Written by Cory Twibell Friday, 15 February 2013 00:00
The Town of North Hempstead recently issued a $14.8 million bond to the Carle Place Water District to meet demands of a rising population and address future contamination issues.
“After careful consideration and conferring at great length with the district’s consulting engineers, the Carle Place Water District Board of Water Commissioners has concluded that the proposed improvements and bond issue request are necessary for the district to continue to meet all current regulatory requirements for potable drinking water and fire flow demands,” said Water Commissioner and Chairman Timothy E. Stellato.

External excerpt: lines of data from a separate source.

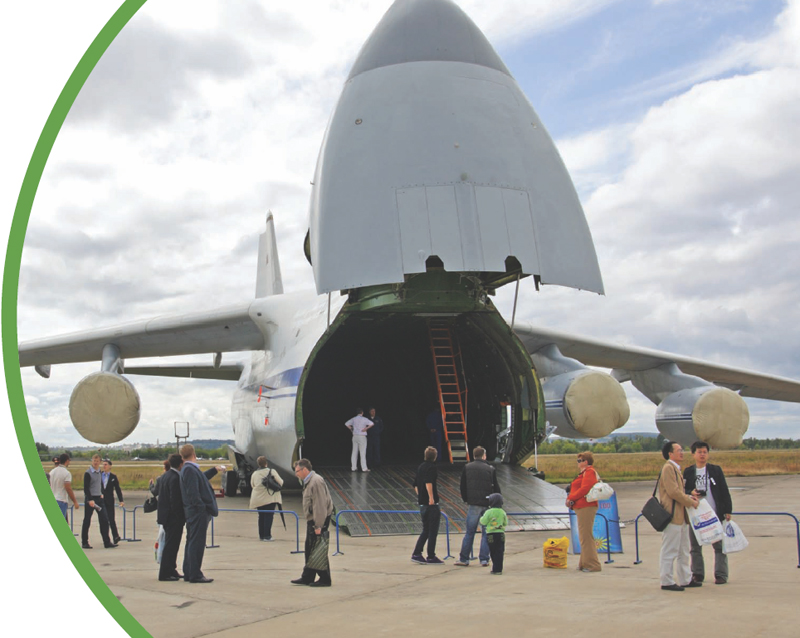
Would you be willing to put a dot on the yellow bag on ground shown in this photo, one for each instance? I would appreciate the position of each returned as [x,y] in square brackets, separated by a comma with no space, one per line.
[555,552]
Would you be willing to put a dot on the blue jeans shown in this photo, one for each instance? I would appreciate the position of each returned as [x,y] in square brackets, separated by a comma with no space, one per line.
[474,514]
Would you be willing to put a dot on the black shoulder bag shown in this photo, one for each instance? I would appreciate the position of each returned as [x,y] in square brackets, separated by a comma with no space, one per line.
[655,513]
[270,483]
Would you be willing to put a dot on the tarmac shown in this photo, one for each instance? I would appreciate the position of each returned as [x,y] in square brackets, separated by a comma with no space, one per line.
[378,591]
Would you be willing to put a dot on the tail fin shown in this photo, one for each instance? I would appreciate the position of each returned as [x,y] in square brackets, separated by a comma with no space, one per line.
[268,277]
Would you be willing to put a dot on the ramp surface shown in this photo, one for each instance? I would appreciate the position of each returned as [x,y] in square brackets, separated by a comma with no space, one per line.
[528,499]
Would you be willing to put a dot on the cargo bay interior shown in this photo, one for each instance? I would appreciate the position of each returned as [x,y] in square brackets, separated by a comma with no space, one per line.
[385,360]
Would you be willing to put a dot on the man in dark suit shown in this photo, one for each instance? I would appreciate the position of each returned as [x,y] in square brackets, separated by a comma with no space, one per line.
[111,485]
[199,505]
[171,517]
[93,495]
[705,480]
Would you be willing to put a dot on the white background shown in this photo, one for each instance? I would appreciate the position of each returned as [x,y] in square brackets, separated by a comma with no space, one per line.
[41,43]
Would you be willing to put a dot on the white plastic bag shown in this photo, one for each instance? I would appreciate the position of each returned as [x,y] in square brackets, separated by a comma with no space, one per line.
[705,523]
[599,492]
[733,539]
[160,543]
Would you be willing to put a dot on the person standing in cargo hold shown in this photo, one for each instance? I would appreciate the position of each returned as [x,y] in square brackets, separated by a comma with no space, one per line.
[585,512]
[428,499]
[359,425]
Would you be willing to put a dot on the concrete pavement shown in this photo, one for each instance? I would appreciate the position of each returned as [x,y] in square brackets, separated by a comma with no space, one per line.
[378,591]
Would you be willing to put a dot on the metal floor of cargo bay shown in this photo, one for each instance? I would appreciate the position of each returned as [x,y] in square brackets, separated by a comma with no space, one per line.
[391,488]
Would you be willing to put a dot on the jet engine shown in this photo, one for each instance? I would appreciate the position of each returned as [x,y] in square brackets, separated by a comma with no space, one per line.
[585,404]
[690,408]
[715,415]
[580,402]
[104,407]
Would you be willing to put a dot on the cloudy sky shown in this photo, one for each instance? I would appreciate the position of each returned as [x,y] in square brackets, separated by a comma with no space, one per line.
[677,119]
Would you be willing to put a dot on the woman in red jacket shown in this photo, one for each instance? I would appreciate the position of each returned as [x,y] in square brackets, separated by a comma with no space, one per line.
[585,511]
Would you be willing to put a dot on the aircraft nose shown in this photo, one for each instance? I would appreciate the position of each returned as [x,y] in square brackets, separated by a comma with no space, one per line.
[426,30]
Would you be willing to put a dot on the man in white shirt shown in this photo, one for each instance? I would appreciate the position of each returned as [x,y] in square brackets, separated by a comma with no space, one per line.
[359,425]
[61,484]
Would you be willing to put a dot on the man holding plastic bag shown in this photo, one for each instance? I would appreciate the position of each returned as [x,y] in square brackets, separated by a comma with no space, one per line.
[706,481]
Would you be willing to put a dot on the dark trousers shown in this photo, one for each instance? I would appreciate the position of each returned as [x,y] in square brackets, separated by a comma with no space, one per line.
[497,549]
[169,554]
[112,521]
[373,449]
[309,575]
[431,515]
[196,530]
[265,520]
[102,516]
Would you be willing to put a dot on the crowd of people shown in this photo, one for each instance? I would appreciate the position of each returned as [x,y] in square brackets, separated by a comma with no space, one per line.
[187,500]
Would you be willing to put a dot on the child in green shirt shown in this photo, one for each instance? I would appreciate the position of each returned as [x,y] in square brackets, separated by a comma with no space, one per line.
[495,521]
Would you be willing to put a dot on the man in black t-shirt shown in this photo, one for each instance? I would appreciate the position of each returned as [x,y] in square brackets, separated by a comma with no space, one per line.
[428,499]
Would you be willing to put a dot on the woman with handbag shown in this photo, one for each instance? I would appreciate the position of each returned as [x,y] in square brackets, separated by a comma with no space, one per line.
[263,498]
[585,511]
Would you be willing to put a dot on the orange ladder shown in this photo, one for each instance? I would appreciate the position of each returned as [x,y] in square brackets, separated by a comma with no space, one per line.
[452,399]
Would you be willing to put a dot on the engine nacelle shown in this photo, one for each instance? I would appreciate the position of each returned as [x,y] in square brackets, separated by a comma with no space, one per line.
[104,407]
[585,404]
[712,414]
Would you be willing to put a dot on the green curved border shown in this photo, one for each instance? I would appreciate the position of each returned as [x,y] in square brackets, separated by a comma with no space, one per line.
[19,225]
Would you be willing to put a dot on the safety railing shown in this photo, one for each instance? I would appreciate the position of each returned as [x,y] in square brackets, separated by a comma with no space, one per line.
[262,513]
[338,514]
[792,516]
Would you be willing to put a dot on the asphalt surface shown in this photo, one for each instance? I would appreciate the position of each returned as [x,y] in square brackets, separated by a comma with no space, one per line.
[378,591]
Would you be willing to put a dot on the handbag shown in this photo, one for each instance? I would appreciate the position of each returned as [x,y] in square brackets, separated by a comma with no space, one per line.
[733,539]
[151,505]
[600,491]
[655,513]
[270,483]
[318,556]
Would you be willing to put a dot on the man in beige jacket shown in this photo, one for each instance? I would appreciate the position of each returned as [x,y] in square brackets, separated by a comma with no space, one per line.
[675,539]
[318,508]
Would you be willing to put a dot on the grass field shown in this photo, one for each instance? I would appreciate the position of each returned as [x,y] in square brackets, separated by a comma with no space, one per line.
[562,468]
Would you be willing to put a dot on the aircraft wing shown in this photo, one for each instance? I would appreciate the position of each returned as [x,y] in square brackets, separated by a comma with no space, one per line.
[593,352]
[228,329]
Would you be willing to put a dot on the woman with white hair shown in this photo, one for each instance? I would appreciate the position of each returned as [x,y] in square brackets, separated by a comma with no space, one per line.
[263,498]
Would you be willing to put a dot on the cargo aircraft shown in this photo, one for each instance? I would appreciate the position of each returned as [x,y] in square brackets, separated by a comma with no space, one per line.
[435,159]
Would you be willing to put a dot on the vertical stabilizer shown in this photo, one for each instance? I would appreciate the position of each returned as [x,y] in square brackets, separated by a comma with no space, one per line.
[268,277]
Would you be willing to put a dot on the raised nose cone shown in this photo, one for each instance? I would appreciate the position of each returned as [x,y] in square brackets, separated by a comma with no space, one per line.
[426,31]
[434,158]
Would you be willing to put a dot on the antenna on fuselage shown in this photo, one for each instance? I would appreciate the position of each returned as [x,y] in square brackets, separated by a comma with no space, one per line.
[268,275]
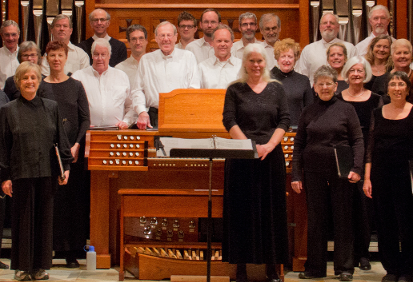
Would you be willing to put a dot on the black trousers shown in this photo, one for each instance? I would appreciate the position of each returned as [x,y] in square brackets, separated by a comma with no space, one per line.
[32,226]
[327,196]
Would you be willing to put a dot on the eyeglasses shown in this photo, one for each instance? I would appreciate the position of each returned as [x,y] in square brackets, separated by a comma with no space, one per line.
[186,26]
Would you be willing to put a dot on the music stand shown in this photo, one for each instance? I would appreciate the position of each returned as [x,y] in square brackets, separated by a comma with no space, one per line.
[212,154]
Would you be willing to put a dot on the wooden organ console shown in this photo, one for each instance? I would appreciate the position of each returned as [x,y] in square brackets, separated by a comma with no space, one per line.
[162,200]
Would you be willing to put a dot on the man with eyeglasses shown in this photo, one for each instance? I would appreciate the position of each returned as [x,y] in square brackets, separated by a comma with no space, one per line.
[99,21]
[270,28]
[137,37]
[202,48]
[107,89]
[161,71]
[77,59]
[10,34]
[187,28]
[248,27]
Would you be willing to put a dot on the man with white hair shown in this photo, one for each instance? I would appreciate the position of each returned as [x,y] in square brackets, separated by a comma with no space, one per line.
[220,70]
[77,59]
[162,71]
[248,27]
[379,18]
[107,90]
[314,55]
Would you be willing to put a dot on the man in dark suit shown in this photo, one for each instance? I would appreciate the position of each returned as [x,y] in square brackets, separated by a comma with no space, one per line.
[100,20]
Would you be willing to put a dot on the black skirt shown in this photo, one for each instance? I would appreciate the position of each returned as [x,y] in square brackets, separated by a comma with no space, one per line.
[255,217]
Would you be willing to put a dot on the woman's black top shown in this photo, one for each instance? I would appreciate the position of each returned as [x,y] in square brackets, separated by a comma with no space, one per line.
[323,125]
[28,131]
[257,115]
[298,90]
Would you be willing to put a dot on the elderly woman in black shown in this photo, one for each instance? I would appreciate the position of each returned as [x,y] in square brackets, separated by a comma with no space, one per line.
[387,179]
[255,220]
[30,126]
[327,123]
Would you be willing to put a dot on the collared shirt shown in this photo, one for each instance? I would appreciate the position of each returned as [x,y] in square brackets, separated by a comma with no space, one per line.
[238,47]
[158,73]
[129,66]
[8,64]
[108,95]
[364,44]
[77,59]
[218,75]
[314,56]
[201,49]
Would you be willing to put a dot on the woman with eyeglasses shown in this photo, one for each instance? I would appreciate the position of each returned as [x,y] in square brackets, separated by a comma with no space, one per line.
[387,179]
[327,123]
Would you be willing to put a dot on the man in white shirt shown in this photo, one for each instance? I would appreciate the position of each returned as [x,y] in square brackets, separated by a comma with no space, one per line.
[220,70]
[100,20]
[186,28]
[77,59]
[248,27]
[202,48]
[10,34]
[162,71]
[270,28]
[137,37]
[107,89]
[379,18]
[314,55]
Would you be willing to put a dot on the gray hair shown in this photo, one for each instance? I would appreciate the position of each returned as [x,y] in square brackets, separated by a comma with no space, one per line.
[247,15]
[27,46]
[354,61]
[325,71]
[267,17]
[101,42]
[165,23]
[379,7]
[9,23]
[61,17]
[224,26]
[91,14]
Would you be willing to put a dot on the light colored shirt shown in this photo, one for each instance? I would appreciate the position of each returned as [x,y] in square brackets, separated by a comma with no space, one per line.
[201,49]
[364,44]
[238,47]
[108,95]
[314,56]
[8,64]
[77,59]
[158,73]
[218,75]
[129,66]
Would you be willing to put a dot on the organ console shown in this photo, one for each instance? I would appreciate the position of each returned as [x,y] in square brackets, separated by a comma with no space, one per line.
[162,200]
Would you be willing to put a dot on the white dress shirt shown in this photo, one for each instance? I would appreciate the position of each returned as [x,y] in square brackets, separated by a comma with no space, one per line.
[8,64]
[201,49]
[77,59]
[158,73]
[218,75]
[238,47]
[129,66]
[314,56]
[108,95]
[364,44]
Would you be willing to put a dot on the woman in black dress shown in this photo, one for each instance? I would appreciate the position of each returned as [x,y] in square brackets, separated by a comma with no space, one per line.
[30,126]
[296,86]
[327,123]
[387,179]
[357,72]
[71,213]
[255,220]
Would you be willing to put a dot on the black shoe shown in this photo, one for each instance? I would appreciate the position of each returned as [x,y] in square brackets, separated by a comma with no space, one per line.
[365,264]
[3,266]
[389,278]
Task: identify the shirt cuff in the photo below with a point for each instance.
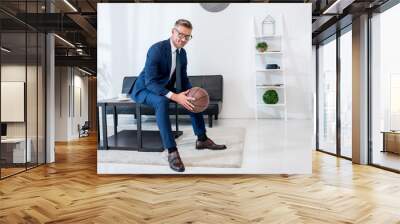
(169, 94)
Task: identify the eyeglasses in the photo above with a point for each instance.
(183, 36)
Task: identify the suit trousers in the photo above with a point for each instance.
(161, 107)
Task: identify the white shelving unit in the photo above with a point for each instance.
(267, 79)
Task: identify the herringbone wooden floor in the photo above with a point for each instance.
(70, 191)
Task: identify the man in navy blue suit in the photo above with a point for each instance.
(166, 65)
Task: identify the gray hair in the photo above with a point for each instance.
(184, 22)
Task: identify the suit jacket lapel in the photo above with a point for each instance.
(168, 55)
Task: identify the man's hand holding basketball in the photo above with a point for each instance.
(183, 100)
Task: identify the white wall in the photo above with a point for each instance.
(66, 120)
(385, 50)
(223, 43)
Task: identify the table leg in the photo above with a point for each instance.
(139, 126)
(104, 126)
(115, 116)
(176, 117)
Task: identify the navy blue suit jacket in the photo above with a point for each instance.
(155, 75)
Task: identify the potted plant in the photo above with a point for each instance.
(262, 46)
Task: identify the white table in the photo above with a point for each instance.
(18, 149)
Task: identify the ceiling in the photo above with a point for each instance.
(76, 21)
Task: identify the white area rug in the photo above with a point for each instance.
(231, 157)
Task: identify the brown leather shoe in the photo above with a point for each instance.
(209, 144)
(175, 162)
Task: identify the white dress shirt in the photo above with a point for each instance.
(173, 64)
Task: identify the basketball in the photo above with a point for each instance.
(201, 99)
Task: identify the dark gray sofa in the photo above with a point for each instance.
(213, 84)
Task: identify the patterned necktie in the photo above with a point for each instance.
(178, 82)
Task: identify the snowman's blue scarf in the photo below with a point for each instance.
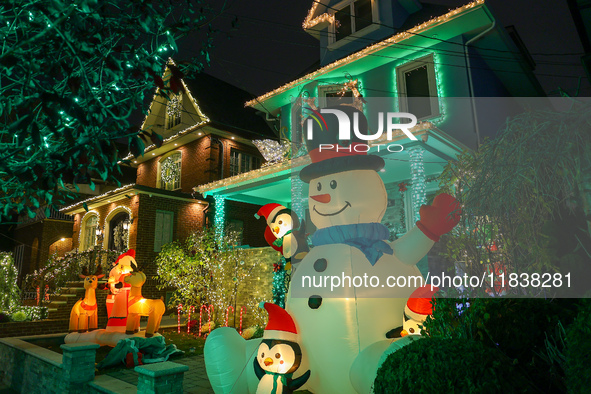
(367, 237)
(283, 378)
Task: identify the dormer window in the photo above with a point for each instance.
(174, 109)
(352, 16)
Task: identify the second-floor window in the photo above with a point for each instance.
(89, 227)
(170, 172)
(417, 88)
(351, 17)
(174, 109)
(243, 162)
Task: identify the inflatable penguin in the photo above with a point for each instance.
(347, 200)
(283, 232)
(278, 355)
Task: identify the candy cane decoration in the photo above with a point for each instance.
(178, 313)
(228, 314)
(242, 308)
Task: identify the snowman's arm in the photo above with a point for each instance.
(412, 247)
(258, 371)
(298, 382)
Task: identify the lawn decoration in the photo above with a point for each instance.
(117, 300)
(84, 316)
(279, 354)
(140, 306)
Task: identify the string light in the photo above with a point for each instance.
(219, 219)
(273, 151)
(111, 192)
(364, 52)
(419, 187)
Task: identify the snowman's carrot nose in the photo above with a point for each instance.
(323, 198)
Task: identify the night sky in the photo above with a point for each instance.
(268, 46)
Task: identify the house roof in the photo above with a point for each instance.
(420, 24)
(223, 104)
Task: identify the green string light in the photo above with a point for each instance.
(419, 184)
(219, 218)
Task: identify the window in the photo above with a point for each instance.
(174, 109)
(170, 172)
(417, 88)
(88, 232)
(241, 162)
(163, 230)
(352, 17)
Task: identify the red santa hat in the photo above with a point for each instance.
(269, 211)
(281, 325)
(419, 306)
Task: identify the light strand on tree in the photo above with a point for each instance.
(419, 187)
(219, 218)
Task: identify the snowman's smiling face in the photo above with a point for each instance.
(350, 197)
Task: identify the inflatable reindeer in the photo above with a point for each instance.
(140, 306)
(84, 313)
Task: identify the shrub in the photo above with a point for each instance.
(578, 351)
(19, 316)
(437, 365)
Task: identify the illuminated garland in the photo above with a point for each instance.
(367, 51)
(97, 197)
(220, 216)
(419, 187)
(273, 151)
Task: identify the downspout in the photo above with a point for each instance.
(468, 70)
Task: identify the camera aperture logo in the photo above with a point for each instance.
(388, 122)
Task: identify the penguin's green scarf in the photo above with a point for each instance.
(283, 377)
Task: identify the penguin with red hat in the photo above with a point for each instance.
(279, 354)
(283, 232)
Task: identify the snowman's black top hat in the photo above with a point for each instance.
(329, 154)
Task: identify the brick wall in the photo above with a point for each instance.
(46, 232)
(188, 217)
(199, 165)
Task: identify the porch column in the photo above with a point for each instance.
(219, 219)
(418, 179)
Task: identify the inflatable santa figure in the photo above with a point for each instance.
(117, 300)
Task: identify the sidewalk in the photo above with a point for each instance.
(195, 380)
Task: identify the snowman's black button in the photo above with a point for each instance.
(314, 302)
(320, 265)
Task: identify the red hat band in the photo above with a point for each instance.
(281, 325)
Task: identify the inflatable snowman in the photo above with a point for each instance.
(347, 200)
(342, 330)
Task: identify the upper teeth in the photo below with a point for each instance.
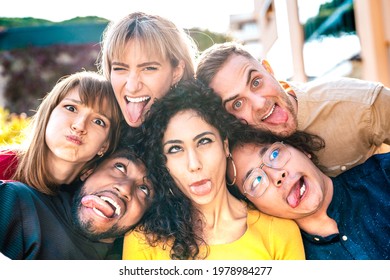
(269, 114)
(137, 99)
(113, 203)
(302, 189)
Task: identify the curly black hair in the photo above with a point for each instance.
(173, 218)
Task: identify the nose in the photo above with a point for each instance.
(277, 176)
(124, 189)
(133, 83)
(194, 163)
(257, 101)
(79, 124)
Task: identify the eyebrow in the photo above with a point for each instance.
(261, 154)
(82, 103)
(73, 100)
(236, 95)
(195, 138)
(138, 65)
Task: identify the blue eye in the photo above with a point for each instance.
(256, 181)
(274, 154)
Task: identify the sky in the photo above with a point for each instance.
(213, 15)
(206, 14)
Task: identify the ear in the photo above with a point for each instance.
(178, 72)
(308, 155)
(226, 147)
(267, 67)
(103, 149)
(86, 174)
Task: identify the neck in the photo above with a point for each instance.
(63, 172)
(319, 223)
(225, 213)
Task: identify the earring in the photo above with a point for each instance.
(234, 170)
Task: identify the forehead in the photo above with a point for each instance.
(232, 75)
(189, 122)
(246, 152)
(135, 165)
(140, 50)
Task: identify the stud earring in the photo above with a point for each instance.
(234, 170)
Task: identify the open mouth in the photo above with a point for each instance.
(297, 192)
(114, 206)
(135, 107)
(103, 206)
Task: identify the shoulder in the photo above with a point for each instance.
(273, 223)
(348, 89)
(136, 247)
(17, 192)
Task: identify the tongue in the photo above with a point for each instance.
(93, 201)
(134, 110)
(294, 196)
(278, 116)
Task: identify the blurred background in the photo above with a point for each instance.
(302, 39)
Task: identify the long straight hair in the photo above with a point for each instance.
(95, 91)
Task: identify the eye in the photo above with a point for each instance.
(145, 189)
(274, 154)
(150, 68)
(120, 166)
(100, 122)
(237, 104)
(70, 108)
(174, 149)
(204, 141)
(256, 82)
(256, 182)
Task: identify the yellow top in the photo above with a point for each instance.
(266, 238)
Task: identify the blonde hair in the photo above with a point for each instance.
(155, 34)
(95, 91)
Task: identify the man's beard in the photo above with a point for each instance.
(86, 227)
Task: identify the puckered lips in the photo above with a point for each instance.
(74, 139)
(135, 107)
(201, 187)
(297, 193)
(275, 115)
(106, 204)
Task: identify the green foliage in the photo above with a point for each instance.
(11, 127)
(206, 38)
(320, 25)
(33, 72)
(23, 22)
(29, 21)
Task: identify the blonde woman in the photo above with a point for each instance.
(76, 123)
(144, 56)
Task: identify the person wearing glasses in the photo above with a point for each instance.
(356, 109)
(194, 215)
(342, 217)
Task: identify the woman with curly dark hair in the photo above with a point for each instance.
(195, 216)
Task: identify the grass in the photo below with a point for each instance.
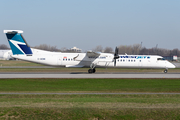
(90, 107)
(90, 85)
(19, 63)
(89, 114)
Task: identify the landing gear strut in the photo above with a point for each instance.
(92, 68)
(165, 71)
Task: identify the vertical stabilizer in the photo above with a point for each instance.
(17, 43)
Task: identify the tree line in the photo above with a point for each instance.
(135, 49)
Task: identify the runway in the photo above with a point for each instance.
(83, 75)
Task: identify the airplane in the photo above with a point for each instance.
(21, 50)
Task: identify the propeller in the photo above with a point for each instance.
(116, 56)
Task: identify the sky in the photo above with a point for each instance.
(89, 23)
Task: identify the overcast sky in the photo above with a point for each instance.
(89, 23)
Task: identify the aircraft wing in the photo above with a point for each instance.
(89, 54)
(93, 54)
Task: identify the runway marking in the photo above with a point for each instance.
(89, 93)
(142, 75)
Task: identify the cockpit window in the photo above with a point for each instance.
(161, 59)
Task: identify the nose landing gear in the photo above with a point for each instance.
(92, 68)
(166, 70)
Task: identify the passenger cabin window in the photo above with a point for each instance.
(161, 59)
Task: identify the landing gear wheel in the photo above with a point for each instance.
(165, 71)
(91, 70)
(94, 70)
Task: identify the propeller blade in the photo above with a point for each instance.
(115, 62)
(116, 56)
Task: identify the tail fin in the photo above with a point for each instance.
(17, 43)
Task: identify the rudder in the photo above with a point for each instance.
(17, 43)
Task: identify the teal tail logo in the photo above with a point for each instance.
(17, 42)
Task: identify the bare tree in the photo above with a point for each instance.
(98, 48)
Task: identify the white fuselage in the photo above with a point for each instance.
(104, 60)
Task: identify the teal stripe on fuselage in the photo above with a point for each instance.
(15, 50)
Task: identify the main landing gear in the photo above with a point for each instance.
(92, 68)
(166, 70)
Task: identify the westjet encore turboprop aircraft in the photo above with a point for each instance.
(21, 50)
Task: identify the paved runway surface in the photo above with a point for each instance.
(79, 75)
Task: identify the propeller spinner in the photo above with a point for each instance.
(116, 56)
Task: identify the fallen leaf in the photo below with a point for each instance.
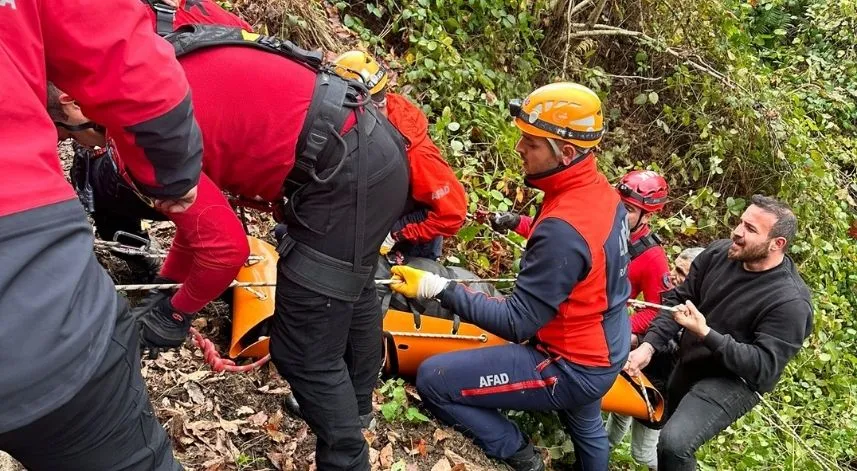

Components of the capital improvement plan include:
-Construction of a new pump station (Well 1A) to increase water supply;
-Construction of packed tower aeration systems for the removal of volatile organic compounds to improve water treatment;
-Construction of ion exchange systems for the removal of perchlorate and nitrate;
-Painting and miscellaneous repairs to the interior and exterior of the water tower to improve water supply;
-Electrical improvements with the installation of generators to provide standby emergency power and;
-Installation of a Supervisory Control and Data Acquisition System (SCADA).
Proposed housing and extensive commercial development in the district in recent years have increased the need for an additional water supply, according to several engineering studies. An additional well house will help the district meet system capacity and comply with larger flow requirements for fire protection.
While the water presently supplied to consumers from existing wells meets current regulatory guidelines for potable drinking water, the district is detecting increasing nitrate trends and occasional traces of volatile organic compounds– none of which have exceeded maximum allowable levels to date. The district, which serves nearly 9,000 residents, won awards for best tasting tap water in Nassau County in 1985 and 2005.
Additionally, with neighboring water suppliers utilizing packed tower aeration facilities to address treatable levels of organic compounds, it would be reasonable to expect to see the levels of organic compounds increase in the Carle Place Water District in the near future, according to the engineer’s report, which recommended that the district begin planning for construction of treatment facilities at its well sites.
An estimated increase in the tax rate of $12 per month for a home assessed at the district average valuation of $398,000 will go into effect during a seven- to eight-year period, as bond projects progress and become completed.
“These projects take time to plan and develop, so we are moving ahead now in the interest of public health and safety,” Stellato said.